Each team member needs to understand the activities they are expected to perform. These activities include processes and projects they are to participate in.
For leaders, getting commitment becomes easier. They can trust their teams to move in the right direction, delivering faster results. They also feel empowered, spending less time on debating decisions and priorities and more on getting the right things done.
Understand Goals Across the Team
Traditional goal-setting in organizations is sub-optimal. Individuals review objectives that are pushed to them from their manager, usually through an HRIS system. The employee then creates a vague objective, types it into a system, which their manager then approves. Then nobody looks at it again for 6-12 months.

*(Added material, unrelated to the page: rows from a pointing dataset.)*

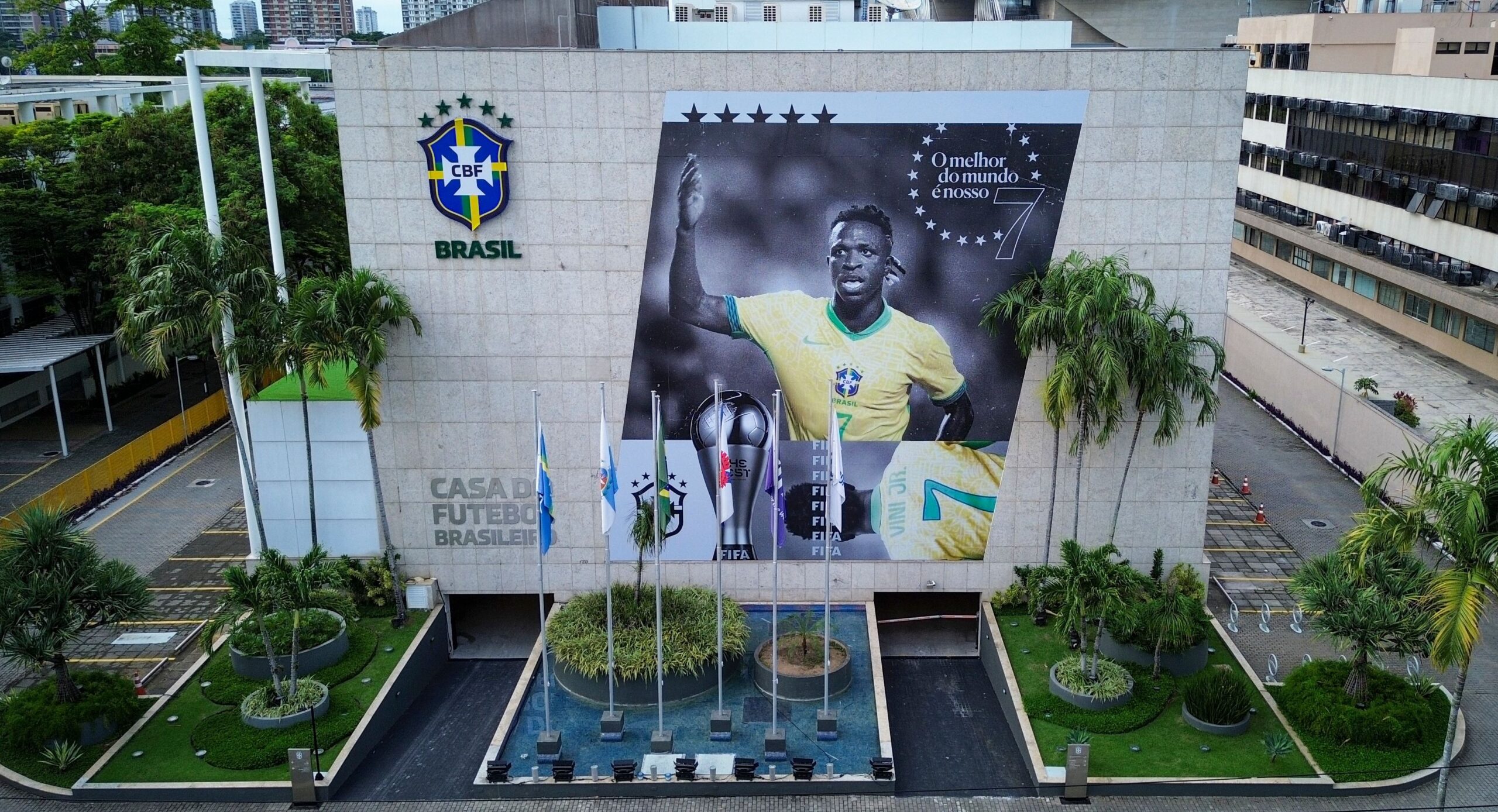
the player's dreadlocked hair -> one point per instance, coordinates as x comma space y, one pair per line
877, 218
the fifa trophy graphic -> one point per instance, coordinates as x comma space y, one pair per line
748, 428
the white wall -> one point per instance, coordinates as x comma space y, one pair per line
346, 520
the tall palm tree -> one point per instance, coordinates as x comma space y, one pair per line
183, 290
1163, 369
362, 306
1452, 490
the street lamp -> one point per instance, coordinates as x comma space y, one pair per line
1339, 390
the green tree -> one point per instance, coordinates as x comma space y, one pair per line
1452, 490
1164, 369
362, 308
54, 586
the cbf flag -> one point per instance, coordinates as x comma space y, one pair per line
543, 492
468, 171
607, 477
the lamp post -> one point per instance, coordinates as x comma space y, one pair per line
1305, 316
1341, 387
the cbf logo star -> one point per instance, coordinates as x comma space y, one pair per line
468, 171
848, 381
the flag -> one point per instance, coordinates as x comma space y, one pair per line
726, 492
607, 476
543, 492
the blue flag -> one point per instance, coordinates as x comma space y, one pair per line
543, 493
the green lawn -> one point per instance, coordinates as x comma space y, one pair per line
169, 746
1169, 748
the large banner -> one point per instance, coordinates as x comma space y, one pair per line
839, 247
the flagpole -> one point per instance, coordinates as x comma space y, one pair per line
541, 570
609, 577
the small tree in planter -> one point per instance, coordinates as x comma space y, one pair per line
54, 586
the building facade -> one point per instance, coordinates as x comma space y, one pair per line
1376, 191
564, 287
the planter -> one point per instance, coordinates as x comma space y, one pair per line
309, 661
1180, 664
1085, 701
643, 691
1238, 728
267, 722
803, 688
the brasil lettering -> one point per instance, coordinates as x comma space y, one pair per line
474, 249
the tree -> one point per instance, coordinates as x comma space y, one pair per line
1163, 370
362, 308
183, 291
56, 588
1452, 490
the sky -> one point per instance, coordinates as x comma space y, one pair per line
389, 14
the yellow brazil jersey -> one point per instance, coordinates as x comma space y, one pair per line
935, 501
874, 369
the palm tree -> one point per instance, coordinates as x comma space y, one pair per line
1452, 490
185, 290
1370, 610
360, 308
1163, 369
56, 588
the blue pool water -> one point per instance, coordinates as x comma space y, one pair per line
859, 733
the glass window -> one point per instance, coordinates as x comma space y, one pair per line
1480, 335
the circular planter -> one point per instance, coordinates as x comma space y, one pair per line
1180, 664
643, 691
267, 722
1085, 701
799, 688
312, 660
1238, 728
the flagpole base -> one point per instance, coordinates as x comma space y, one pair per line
611, 725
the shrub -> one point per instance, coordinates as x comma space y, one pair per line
1394, 717
1112, 680
317, 628
1218, 696
33, 717
579, 640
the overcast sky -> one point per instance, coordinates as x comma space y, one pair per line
389, 14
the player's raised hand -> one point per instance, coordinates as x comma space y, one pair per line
689, 195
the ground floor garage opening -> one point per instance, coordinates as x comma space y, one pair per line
495, 627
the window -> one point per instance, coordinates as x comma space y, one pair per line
1418, 308
1480, 335
1389, 295
1301, 258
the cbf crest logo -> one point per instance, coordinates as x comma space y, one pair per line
468, 171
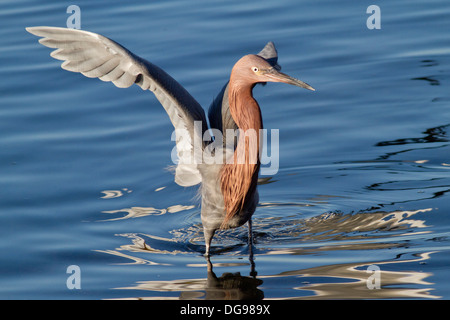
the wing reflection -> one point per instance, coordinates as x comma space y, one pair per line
316, 237
137, 212
339, 281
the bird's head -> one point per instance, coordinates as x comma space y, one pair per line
252, 69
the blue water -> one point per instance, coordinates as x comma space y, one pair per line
364, 177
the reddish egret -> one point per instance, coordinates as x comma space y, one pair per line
228, 189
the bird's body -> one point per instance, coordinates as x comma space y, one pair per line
228, 186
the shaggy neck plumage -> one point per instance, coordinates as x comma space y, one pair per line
239, 178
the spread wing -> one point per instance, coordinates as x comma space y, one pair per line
96, 56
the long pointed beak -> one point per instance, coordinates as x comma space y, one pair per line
277, 76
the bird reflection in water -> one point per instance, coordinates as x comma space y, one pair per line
229, 286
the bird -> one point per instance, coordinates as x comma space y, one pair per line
228, 186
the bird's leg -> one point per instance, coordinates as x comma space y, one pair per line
250, 245
208, 234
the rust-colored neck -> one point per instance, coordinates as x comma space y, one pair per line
239, 178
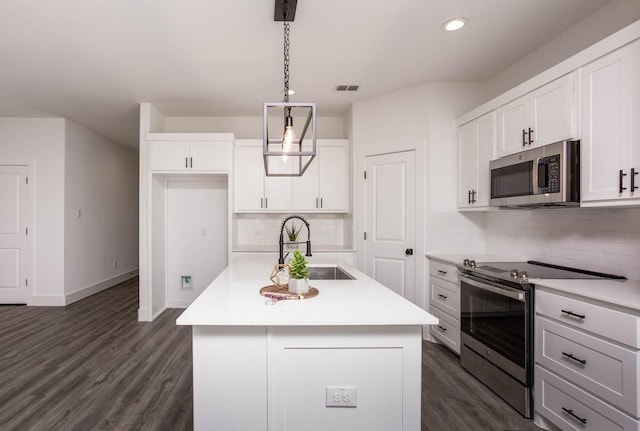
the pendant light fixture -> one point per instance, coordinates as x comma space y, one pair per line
286, 153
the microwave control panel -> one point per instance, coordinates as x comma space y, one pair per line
549, 174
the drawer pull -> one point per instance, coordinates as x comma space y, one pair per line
584, 421
571, 313
570, 356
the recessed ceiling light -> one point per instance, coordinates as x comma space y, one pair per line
454, 24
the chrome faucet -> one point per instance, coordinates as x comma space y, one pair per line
282, 255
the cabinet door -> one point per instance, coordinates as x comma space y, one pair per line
277, 190
249, 179
168, 155
333, 179
553, 109
607, 123
513, 119
476, 141
209, 156
467, 140
305, 195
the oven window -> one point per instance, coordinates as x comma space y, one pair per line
513, 180
496, 321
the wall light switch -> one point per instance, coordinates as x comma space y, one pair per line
342, 396
186, 282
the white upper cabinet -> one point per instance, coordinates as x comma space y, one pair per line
255, 192
322, 188
544, 116
186, 152
610, 145
476, 142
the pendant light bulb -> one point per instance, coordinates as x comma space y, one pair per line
288, 136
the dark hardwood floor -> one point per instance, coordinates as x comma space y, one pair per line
92, 366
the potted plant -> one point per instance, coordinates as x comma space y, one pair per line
292, 234
298, 274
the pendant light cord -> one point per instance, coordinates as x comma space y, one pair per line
286, 61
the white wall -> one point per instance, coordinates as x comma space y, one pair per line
262, 231
248, 127
606, 240
422, 119
197, 232
39, 144
101, 182
607, 20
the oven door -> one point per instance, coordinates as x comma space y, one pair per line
495, 323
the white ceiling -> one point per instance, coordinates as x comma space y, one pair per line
93, 61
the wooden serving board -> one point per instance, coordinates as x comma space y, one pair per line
273, 291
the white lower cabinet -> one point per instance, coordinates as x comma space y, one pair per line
587, 364
444, 300
571, 408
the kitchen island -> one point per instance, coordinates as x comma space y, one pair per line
357, 345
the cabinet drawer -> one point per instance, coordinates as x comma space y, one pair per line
445, 295
555, 397
612, 324
447, 330
443, 270
604, 369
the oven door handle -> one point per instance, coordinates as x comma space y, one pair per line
513, 294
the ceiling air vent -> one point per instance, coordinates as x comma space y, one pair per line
347, 87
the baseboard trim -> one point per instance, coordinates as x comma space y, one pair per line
95, 288
178, 304
46, 301
143, 315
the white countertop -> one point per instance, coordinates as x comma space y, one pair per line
233, 299
273, 248
621, 293
456, 259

In an aligned organization, goals and objectives are visible to everyone across the team, right from the start.
Teams seek out alignment by seeking out interdependencies and resolving conflicting objectives. They look for overlaps and gaps in roles, and aim to iron them out.
The leader leverages the entire team to design the work in such a way that all the pieces fit tightly together. In the process, the leader generates more buy-in, and greater alignment towards the strategy.
Keep Everyone Focused on Priorities
It's easy to get distracted. Effective leaders keep their teams focused on the priorities. A simple way to do this is a Weekly Top 5 meeting.
In a Weekly Top 5 meeting, the leader gathers his/her team together at the start of the week for 15-30 minutes. Each team member comes prepared with their top 5 deliverables for the week - items they commit to completing that week. The leader displays everyone's list in front of the team, and the team works to ensure alignment, asking:
Hold Regular Check-ins
We've all heard of the mid-year and year-end review. Research by Marcus Buckingham in collaboration with organizations like Deloitte, GE and Accenture, have revealed that the traditional performance management models of the past are horribly obsolete.
Instead, effective leaders conduct regular in-person check-ins with their team, and with each individual on the team, to review progress on results and remove blockages. Check-ins can be weekly, monthly, or quarterly depending on the type of data available for review.
Technology as a Catalyst for Continuity
Alignment optimization often fails not for a lack of will or vision. It’s often due to a lack of knowledge on how to secure lasting adoption over time. Without a framework and a system that instills a culture of alignment, continuity stalls.
Having a team management system in place to optimize alignment makes it easy for everyone to adopt an alignment mindset. Technology makes it part of everyone’s workday routine - a disciplined habit that makes alignment part of the organization’s DNA.
When living in a culture of alignment, organizations get better and faster results. Everyone feels empowered and engaged, maximizing the organization’s return on the human capital investment.